Abusi nelle chiese in Svizzera, la pastora Rita Famos prende posizione
Le chiese riformate scioccate dal Rapporto dell’Università di Zurigo sugli abusi nella Chiesa cattolica in Svizzera
In seguito alla pubblicazione del Rapporto indipendente sugli abusi nella Chiesa cattolico romana in Svizzera – uno studio a cura del Dipartimento di storia dell’Università di Zurigo che ha evidenziato la natura di un fenomeno di cui si conoscevano i contorni, ma la cui ampiezza scaturita dall’indagine ha sconvolto l’opinione pubblica svizzera – abbiamo voluto capire come questa dolorosa vicenda è stata accolta in ambito protestante.
Come ha reagito e come valuta questo rapporto la pastora Rita Famos, presidente della Chiesa evangelica riformata in Svizzera (Ceris)? Ecco cosa ha dichiarato a Voce Evangelica il giornale elvetico edito dalla Conferenza delle chiese evangeliche di lingua italiana in Svizzera (CoCelis), raggiunta dalla giornalista Gaëlle Courtens mentre si trova in Armenia con una delegazione del Consiglio ecumenico delle chiese, intenta a portare avanti una difficile missione di pace:
«Come tutti e tutte in Svizzera anche noi siamo rimasti scioccati e sgomenti. Non c’è solo il numero spropositato di casi, ma anche le singole vicende riportate nel rapporto e che sono quasi insopportabili da leggere. La nostra solidarietà va alle vittime e alle persone colpite. Allo stesso tempo, accogliamo con favore il fatto che queste dolorose vicende vengano finalmente affrontate e che è stato deciso di protrarre lo studio dell’Università di Zurigo. Speriamo e preghiamo che le voci di coloro che da anni chiedono riforme all’interno della Chiesa cattolica romana vengano finalmente ascoltate e che vengano prese le rispettive misure».
Rita Famos, in che termini si può dire che questo fenomeno è presente anche nella chiesa evangelica riformata?
«Nel nostro caso non parlerei di fenomeno. Per come siamo strutturati noi, non è possibile insabbiare sistematicamente degli abusi. Intanto, la chiesa riformata è organizzata democraticamente e vota i propri ministri di culto. Pertanto, non abbiamo una gerarchia che semplicemente può trasferire i colpevoli, perché ogni singola parrocchia elegge il suo pastore, o la sua pastora. E così come li elegge, li può destituire. Poi, non abbiamo archivi segreti e i casi di abuso, quando si verificano, vengono immediatamente inoltrati alla giustizia ordinaria.
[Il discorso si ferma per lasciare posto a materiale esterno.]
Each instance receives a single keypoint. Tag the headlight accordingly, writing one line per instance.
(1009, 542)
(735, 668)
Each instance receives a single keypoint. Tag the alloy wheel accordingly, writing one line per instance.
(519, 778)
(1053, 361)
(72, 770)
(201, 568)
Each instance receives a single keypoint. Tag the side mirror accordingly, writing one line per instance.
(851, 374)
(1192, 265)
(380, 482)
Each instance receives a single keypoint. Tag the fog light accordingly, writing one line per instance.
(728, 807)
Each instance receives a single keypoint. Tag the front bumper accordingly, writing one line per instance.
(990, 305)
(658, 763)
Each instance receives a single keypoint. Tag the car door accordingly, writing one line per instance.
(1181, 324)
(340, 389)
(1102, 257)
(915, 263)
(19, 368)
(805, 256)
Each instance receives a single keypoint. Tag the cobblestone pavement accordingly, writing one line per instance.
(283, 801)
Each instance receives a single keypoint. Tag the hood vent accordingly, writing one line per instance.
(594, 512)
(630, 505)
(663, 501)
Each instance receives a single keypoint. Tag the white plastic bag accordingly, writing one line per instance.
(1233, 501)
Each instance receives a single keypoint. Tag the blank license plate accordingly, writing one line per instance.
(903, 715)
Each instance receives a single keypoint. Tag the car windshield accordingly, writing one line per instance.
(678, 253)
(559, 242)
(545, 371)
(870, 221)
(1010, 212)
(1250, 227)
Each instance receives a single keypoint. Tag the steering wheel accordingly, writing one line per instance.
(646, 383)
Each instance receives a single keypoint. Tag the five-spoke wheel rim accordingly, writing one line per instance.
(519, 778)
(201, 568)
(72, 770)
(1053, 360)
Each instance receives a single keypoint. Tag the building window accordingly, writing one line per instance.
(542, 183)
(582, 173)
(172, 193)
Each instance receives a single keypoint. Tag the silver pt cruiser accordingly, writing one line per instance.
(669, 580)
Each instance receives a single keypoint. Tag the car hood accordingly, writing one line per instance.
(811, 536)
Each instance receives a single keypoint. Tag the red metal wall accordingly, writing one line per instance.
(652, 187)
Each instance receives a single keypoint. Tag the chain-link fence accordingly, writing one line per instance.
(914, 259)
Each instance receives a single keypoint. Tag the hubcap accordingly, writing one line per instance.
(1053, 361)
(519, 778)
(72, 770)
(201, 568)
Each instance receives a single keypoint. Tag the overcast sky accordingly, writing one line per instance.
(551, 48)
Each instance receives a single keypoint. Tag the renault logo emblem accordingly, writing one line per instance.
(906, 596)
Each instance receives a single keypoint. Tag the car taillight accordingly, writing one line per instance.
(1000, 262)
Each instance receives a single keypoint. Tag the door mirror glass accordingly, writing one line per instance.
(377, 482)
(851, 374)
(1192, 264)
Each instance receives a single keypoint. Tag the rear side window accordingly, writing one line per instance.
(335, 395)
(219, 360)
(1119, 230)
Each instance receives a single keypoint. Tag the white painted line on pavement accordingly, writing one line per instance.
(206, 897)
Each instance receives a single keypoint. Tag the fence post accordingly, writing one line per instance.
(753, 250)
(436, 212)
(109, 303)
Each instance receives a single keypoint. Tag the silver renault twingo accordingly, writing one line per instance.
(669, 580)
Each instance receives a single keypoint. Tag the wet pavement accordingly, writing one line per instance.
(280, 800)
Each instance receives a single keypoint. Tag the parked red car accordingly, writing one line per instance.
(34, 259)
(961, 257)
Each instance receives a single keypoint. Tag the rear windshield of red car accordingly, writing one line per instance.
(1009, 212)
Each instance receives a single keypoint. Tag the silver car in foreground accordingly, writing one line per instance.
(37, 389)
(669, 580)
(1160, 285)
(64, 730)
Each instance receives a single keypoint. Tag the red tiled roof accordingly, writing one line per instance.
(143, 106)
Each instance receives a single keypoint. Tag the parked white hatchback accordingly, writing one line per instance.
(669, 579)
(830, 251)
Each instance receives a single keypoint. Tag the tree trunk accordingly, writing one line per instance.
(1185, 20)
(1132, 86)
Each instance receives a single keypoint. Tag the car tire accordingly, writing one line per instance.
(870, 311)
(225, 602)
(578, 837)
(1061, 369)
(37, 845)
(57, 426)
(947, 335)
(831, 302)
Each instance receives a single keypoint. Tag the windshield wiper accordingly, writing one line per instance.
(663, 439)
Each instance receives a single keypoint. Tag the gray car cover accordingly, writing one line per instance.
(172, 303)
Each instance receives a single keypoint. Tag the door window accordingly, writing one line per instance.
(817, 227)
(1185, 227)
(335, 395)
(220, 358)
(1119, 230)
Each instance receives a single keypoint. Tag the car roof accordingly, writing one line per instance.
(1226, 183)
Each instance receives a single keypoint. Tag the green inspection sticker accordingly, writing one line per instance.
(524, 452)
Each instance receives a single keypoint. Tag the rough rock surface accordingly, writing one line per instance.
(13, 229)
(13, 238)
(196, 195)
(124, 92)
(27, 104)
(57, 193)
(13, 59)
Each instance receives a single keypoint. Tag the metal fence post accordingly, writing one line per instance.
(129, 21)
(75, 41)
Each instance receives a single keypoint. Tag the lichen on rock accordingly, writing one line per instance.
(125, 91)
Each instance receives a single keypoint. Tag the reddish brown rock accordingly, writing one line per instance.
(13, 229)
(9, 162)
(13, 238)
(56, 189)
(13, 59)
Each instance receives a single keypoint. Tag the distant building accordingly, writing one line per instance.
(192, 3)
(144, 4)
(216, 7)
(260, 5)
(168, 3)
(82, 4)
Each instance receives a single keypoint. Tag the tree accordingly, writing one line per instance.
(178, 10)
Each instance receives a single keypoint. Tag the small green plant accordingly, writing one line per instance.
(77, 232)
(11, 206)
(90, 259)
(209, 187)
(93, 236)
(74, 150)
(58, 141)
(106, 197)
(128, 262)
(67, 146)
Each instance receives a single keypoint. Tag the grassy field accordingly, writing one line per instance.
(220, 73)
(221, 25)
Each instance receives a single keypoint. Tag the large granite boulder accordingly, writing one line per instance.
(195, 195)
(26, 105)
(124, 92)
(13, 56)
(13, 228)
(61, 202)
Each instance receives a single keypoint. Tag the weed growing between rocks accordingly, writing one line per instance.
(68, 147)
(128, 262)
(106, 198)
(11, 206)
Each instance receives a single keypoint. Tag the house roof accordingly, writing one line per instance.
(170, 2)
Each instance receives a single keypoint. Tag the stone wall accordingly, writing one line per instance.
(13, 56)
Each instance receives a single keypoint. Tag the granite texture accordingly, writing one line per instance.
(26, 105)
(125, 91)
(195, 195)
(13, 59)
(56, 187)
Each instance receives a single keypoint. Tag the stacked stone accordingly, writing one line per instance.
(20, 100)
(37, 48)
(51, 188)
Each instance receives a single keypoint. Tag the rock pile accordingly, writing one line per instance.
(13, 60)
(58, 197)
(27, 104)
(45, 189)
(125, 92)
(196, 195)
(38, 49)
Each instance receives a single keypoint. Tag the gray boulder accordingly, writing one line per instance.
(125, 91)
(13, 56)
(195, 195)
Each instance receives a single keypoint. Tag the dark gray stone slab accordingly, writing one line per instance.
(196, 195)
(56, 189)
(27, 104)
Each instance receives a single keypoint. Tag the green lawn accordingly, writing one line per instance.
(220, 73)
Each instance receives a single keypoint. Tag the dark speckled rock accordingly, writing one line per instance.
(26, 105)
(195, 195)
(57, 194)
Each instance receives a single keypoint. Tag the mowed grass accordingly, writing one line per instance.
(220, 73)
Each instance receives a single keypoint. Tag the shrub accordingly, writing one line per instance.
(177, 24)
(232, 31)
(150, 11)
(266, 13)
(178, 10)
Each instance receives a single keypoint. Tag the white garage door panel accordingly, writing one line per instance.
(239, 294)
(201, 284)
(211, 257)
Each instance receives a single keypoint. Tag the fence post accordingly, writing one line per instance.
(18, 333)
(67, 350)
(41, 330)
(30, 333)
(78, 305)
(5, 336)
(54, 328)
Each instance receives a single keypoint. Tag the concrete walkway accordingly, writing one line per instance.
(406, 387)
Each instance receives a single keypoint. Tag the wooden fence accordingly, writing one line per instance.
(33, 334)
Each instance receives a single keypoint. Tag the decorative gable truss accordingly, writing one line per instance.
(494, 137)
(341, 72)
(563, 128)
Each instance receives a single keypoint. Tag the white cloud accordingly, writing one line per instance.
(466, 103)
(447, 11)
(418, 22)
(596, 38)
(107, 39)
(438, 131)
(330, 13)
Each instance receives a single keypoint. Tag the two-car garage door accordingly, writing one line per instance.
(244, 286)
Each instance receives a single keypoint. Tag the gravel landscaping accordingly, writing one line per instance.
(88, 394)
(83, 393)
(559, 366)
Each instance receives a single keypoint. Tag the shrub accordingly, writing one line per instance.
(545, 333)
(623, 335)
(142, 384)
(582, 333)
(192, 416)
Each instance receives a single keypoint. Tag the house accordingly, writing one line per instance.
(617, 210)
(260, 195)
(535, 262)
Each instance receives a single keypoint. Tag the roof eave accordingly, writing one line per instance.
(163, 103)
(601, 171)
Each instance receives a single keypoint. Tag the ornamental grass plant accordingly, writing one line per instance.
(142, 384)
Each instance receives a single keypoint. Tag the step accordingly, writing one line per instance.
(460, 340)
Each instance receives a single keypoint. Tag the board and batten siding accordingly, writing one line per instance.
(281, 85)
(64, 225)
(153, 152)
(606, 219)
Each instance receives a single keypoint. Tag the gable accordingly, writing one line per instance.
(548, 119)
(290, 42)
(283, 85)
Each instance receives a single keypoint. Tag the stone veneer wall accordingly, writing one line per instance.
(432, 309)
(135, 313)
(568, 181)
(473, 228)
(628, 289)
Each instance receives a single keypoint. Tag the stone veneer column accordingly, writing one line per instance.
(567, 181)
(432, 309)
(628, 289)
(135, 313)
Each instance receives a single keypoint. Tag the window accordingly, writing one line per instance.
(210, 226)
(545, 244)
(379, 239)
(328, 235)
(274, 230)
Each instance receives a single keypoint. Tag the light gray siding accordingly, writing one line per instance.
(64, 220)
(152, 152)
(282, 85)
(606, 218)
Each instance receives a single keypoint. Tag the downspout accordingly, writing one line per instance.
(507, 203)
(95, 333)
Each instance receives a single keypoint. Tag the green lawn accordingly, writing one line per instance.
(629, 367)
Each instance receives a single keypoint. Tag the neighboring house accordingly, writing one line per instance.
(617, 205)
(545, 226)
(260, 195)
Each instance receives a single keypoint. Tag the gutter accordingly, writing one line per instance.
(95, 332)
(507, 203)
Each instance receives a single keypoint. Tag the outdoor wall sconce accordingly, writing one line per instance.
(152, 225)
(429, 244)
Negli ultimi anni abbiamo scientemente affrontato gli aspetti legati alla morale sessuale. Ci sono voluti lunghi e intensi processi di discussione e riflessione. Per esempio, oggi la nostra chiesa concepisce l’importanza della sessualità nel quadro di una relazione paritaria e di mutuo rispetto. Ma anche accettando l’omosessualità abbiamo creato le condizioni affinché ipocrisie e doppi standard possano essere il più possibile arginati».
In passato maltrattamenti e abusi sessuali, soprattutto contro minorenni, sono avvenuti anche in istituzioni evangeliche…
«Le nostre indagini relative alla seconda metà del XX secolo sui casi di abuso soprattutto nell’ambito dell’assistenza minorile coercitiva, penso ai bambini-schiavi, in effetti hanno dimostrato che anche nel nostro ambito c’è chi si è voltato dall’altra parte. In casi sospetti, non sempre sono state prese le misure necessarie per proteggere le vittime.
Oggi, tuttavia, questa sensibilizzazione fa parte dello standard che vogliamo raggiungere attraverso la formazione, l’aggiornamento e i piani di protezione. A prescindere dai rapporti di lavoro, sia nell’ambito dell’animazione giovanile, sia in quello della pastorale o dei consigli di chiesa, ma anche nella gestione delle risorse umane, le misure a prevenzione della violenza sessuale e dell’abuso devono essere costantemente riviste e migliorate. Stiamo lavorando affinché le nostre chiese siano dei luoghi dove si possa vivere una cultura della sicurezza psicologica e fisica».